Евгений Павлович оторопел.

— Размен квартиры? — спросил он, не веря своим ушам. — Зачем?

— Федька должен жить отдельно, — твердо заявила ему жена. — Иначе он пропадет. И мы вместе с ним. Он должен работать и содержать себя собственными силами. И не должен рассчитывать на то, что мы когда-нибудь умрем…

— О чем ты?

— Неважно.

Альбина Яковлевна улыбнулась мужу и взяла его руки в свои.

— Теперь все пойдет хорошо, — сказала она так убежденно, что Евгений Павлович сразу ей поверил. — Дети будут жить отдельно, а мы с тобой останемся вдвоем. Будем работать, пока сил хватит. Потом уйдем на пенсию. Будем гулять вечерами, пить чай перед телевизором… Будем смотреть наши фотографии, вспоминать молодость. Будем помогать детям, когда им потребуется наша помощь, а она им обязательно потребуется… В общем, будем вместе стареть, как и должно быть. Я очень люблю тебя, Женя.

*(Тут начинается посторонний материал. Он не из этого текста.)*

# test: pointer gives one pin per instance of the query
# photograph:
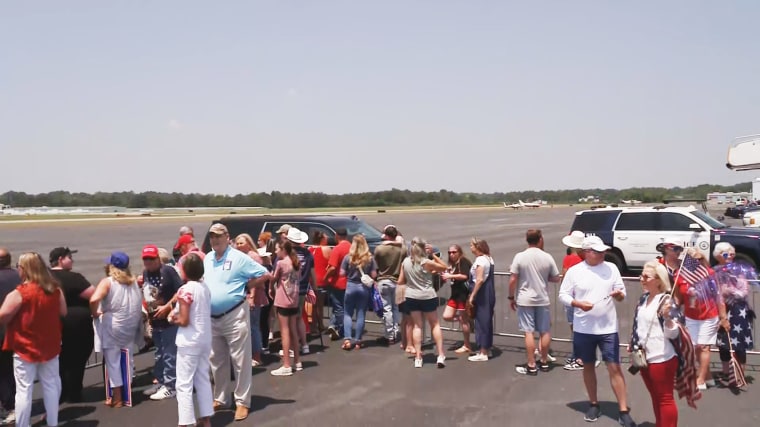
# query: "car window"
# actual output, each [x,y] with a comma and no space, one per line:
[712,222]
[637,221]
[670,221]
[311,228]
[369,232]
[590,222]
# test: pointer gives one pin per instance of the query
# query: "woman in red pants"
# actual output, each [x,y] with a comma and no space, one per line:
[653,329]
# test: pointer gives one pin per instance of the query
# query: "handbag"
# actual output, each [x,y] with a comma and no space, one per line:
[376,301]
[311,297]
[639,355]
[366,279]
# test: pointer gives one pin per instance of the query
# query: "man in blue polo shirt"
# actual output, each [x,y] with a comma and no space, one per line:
[229,274]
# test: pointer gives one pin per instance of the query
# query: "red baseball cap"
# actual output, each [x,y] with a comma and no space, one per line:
[150,251]
[183,240]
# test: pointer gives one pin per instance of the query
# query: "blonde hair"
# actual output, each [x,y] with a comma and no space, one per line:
[481,245]
[35,271]
[662,274]
[124,276]
[723,247]
[359,253]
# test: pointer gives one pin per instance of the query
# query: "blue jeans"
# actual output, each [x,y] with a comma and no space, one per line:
[337,296]
[256,339]
[357,298]
[165,368]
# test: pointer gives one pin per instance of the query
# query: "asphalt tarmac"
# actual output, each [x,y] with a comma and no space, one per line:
[377,386]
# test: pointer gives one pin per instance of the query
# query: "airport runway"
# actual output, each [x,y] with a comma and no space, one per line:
[377,386]
[504,229]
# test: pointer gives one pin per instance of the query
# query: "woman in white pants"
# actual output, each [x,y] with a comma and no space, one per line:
[33,313]
[193,345]
[117,305]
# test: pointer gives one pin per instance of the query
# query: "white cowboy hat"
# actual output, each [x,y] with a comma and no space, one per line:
[574,239]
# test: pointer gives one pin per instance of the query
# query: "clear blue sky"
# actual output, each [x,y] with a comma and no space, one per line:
[351,96]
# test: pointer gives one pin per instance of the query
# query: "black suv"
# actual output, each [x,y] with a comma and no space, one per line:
[255,225]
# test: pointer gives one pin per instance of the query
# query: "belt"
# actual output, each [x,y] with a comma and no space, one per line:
[219,316]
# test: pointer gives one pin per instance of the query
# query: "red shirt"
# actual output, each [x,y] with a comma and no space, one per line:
[35,331]
[336,258]
[694,308]
[320,264]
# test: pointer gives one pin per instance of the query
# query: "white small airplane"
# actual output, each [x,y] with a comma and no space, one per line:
[529,205]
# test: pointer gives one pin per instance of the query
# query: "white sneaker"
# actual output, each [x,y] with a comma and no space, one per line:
[152,389]
[478,358]
[282,372]
[163,393]
[9,419]
[549,356]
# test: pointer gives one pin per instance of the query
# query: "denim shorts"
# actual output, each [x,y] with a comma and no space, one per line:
[402,308]
[423,305]
[585,345]
[534,319]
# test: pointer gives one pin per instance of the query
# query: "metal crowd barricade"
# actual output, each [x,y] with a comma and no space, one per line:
[505,320]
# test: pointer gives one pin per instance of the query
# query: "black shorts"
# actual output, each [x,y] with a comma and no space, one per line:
[287,312]
[423,305]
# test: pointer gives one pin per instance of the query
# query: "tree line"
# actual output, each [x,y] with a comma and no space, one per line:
[393,197]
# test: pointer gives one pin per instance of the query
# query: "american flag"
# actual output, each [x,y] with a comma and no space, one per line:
[692,270]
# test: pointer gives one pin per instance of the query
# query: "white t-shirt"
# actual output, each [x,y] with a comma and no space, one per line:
[195,338]
[657,346]
[583,282]
[533,268]
[484,261]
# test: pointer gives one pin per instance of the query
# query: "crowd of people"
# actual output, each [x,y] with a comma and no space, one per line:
[210,316]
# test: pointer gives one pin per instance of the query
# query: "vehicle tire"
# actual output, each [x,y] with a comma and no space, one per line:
[616,258]
[745,259]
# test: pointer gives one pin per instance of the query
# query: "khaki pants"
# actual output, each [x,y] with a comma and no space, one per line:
[231,347]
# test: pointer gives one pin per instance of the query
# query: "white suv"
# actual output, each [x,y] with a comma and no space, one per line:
[634,232]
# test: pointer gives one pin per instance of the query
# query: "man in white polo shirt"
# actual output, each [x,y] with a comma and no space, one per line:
[229,274]
[590,288]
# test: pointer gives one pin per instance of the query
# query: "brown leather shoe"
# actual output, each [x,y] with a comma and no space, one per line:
[241,413]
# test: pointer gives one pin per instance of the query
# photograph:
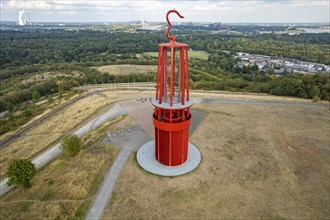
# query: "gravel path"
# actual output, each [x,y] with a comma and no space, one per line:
[46,156]
[254,102]
[129,143]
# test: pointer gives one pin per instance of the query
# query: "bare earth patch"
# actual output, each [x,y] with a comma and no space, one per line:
[258,162]
[48,132]
[65,188]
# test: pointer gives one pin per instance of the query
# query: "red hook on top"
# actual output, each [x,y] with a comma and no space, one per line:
[170,25]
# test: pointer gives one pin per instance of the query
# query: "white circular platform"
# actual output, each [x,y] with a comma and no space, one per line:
[146,159]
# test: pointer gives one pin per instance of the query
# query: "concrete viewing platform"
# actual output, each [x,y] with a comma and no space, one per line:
[146,159]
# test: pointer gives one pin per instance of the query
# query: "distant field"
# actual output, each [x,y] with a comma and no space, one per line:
[192,54]
[126,69]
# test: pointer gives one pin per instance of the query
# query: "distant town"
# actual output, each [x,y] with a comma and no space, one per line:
[280,65]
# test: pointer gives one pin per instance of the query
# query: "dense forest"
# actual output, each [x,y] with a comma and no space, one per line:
[25,54]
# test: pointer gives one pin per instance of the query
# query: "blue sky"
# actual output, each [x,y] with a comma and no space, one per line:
[155,10]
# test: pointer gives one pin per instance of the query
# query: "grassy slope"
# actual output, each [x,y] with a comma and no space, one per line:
[192,54]
[257,162]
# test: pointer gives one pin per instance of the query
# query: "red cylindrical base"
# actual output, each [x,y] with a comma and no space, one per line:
[171,141]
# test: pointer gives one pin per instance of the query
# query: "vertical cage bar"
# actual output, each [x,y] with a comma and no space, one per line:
[165,74]
[172,74]
[187,74]
[182,73]
[161,76]
[158,73]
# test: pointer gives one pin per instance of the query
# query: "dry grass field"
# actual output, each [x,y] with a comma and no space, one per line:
[258,162]
[65,188]
[50,131]
[126,69]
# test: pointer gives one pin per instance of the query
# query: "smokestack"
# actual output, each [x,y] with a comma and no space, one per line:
[21,21]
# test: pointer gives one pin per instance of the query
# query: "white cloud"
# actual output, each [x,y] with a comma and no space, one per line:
[218,10]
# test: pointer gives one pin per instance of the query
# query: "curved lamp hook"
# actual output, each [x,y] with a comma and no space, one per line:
[170,25]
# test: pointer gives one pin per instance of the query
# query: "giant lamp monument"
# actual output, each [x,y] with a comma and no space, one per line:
[171,154]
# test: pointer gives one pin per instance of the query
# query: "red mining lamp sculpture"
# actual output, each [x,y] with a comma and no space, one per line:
[171,154]
[172,116]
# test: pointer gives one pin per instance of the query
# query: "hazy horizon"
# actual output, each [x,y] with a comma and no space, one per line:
[233,11]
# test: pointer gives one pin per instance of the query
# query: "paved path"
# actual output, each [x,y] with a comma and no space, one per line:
[129,143]
[255,102]
[108,184]
[40,120]
[49,154]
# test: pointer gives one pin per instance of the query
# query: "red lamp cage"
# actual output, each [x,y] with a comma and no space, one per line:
[172,116]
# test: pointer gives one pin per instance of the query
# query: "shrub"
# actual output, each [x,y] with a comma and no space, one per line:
[71,145]
[20,172]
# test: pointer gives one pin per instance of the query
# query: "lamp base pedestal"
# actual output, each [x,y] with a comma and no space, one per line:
[146,159]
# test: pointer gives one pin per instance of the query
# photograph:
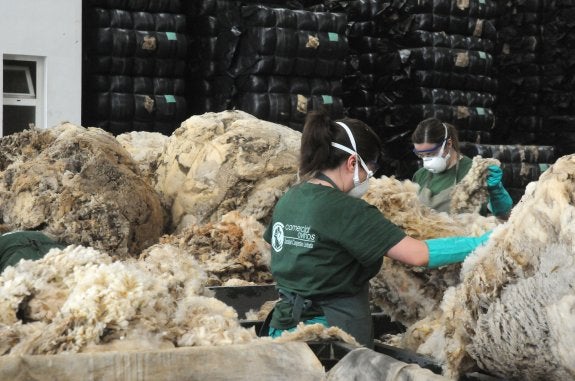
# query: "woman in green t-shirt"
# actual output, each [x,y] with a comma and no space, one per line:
[437,144]
[327,243]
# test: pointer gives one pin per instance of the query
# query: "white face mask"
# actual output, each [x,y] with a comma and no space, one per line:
[437,164]
[359,188]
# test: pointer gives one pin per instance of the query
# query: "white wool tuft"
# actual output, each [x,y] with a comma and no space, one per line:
[317,332]
[403,292]
[205,321]
[84,301]
[471,192]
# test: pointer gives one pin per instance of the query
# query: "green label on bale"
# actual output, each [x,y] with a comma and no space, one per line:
[327,99]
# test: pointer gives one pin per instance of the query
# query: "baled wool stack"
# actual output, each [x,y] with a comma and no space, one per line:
[513,292]
[232,249]
[407,293]
[79,185]
[80,300]
[219,162]
[145,148]
[471,192]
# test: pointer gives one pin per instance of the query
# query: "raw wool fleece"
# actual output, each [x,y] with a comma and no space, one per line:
[471,192]
[79,300]
[230,249]
[494,278]
[529,307]
[219,162]
[145,148]
[80,186]
[317,332]
[407,293]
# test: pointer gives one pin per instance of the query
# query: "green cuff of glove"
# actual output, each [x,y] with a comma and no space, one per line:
[446,251]
[500,202]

— И я тебя люблю, — тихо ответил муж. — Я даже не знал, как сильно я тебя люблю…

И, взявшись за руки, они просидели очень долго. И так все стало ясно и понятно, что никакие слова больше не потребовались.


Валька пришла точно вовремя, как договорились.

Стаська открыла ей дверь, и Валька поразилась ее цветущему виду. Выглядела сестра всегда превосходно, но сегодня она вся лучилась торжеством, проливая свет от щедрот своих на всех окружающих, без разбора.

— Входи!

Валька медленно переступила порог. Собственно, то, что она хотела, можно было сделать и не раздеваясь, но Стаська убежала на кухню и вернулась оттуда с подносом, на котором стояла открытая бутылка шампанского и два узких длинных бокала.

— Идем в комнату, — велела она, и Валька послушно стащила с себя сапоги.

— У тебя какой-то праздник?

— И не какой-то, а самый лучший в жизни, — торжествующе ответила Стаська и разлила шампанское по бокалам.

— Ну, давай выпьем.

И одним махом проглотила половину своего бокала.

— Хорошо, — пробормотала Стаська и подлила себе еще.

Валька отошла к дивану и уселась поудобней, разглядывая ликующую сестру. Интересно, что могло так вдохновить практичную деловую Стаську? Ясно, что не победы на личном фронте: к этому сестра относилась философски, почти равнодушно. Тогда, значит…

— Ты получила повышение?

Стаська подняла бокал и с ликованием ответила:

— Ты разговариваешь с генеральным директором московского филиала фирмы!

И снова единым залпом опрокинула в рот все содержимое бокала. Поставила его на стол, вытерла губы и спросила:

— А ты?

— А я не буду пить, — ответил Валька.

— Боишься? — удивилась Стаська и высоко подняла красивые брови. — Шампанское сегодня подается без цианида…

— Надеюсь.

— Тогда в чем дело? Не хочешь меня поздравить?

— Не хочу.

Стаська медленно прищурилась. Развернула стул, стоявший возле письменного стола, поставила его напротив дивана и села, закинув ногу на ногу. Она не говорила ни слова, только медленно скользила взглядом по Валькиным ногам, животу, груди, лицу, волосам…

Раньше подобное разглядывание всего будило в Вальке комплекс неполноценности, но теперь ей было совершенно наплевать на все усилия Стаськи вогнать ее в краску.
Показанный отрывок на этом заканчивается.